If COLA was not part of the original paperwork and since both parents are getting one if you both work then there really is no argument to be made. The only one left to make is the amount of support if it is in place. As far as arrears if the paperwork didn't include financial statements to be exchanged then there really is no ground. Your first order was approved by the courts correct?
jpearley
Nov 29, 2010, 08:01 PM
Thanks again Califdadof3. She has not filed yet, but has threatened that she is going to. COLA was not part of the original agreement approved by the courts. She is employed, and I am self employed. She gets raises, however I do not take salary as I'm still building my business.
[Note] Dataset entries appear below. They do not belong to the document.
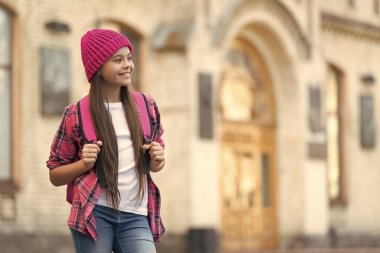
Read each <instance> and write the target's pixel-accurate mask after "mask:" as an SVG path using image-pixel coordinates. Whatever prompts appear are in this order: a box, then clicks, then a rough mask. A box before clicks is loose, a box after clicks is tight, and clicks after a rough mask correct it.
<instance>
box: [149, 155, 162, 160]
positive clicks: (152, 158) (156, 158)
mask: <svg viewBox="0 0 380 253" xmlns="http://www.w3.org/2000/svg"><path fill="white" fill-rule="evenodd" d="M152 159H153V160H155V161H163V160H165V156H163V155H162V156H155V157H152Z"/></svg>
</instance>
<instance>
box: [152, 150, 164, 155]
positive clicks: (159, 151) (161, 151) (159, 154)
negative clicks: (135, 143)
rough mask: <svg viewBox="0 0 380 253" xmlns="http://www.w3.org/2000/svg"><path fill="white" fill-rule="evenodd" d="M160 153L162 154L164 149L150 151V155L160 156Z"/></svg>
mask: <svg viewBox="0 0 380 253" xmlns="http://www.w3.org/2000/svg"><path fill="white" fill-rule="evenodd" d="M162 155H164V151H163V150H158V151H151V152H150V156H162Z"/></svg>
She is being guided that she is entitled to the COLA in addition to child support arrears. I believe it is time for me to get an attorney and get this sorted out, which is really unfortunate because we've really been so amicable up to this point.
The original separation and divorce agreement was approved by the court. Interestingly enough as well is the fact that our agreement states that any future court action would be taken up in the Supreme Court and not ever in family court. Her new lawyer (not the one who approved the original agreement that is filed/approved by the court) has advised her that all matters surrounding the child support must be taken up in family court. This is yet another point of confusion for me because our agreement is so clearly written with respect to this.
Hmmmmm, depending upon the outcome of all of this , perhaps I need to go back after the mediator who prepared our original agreement, and the lawyer who approved it and filed it. We followed this agreement as written and approved by the courts. Now, I'm being told that I will be liable, solely, for not filing the modification with the family court. What good is/was the agreement that we had if it's incorrect and superceded by something else that we haven't been working with to begin with? Yeah, very frustrating for sure! However, I'm so grateful to have found this forum to query you and others out there on my situation. Thanks again for your help.
ScottGem
Nov 29, 2010, 08:07 PM
Looks to me like you do have grounds for emancipation.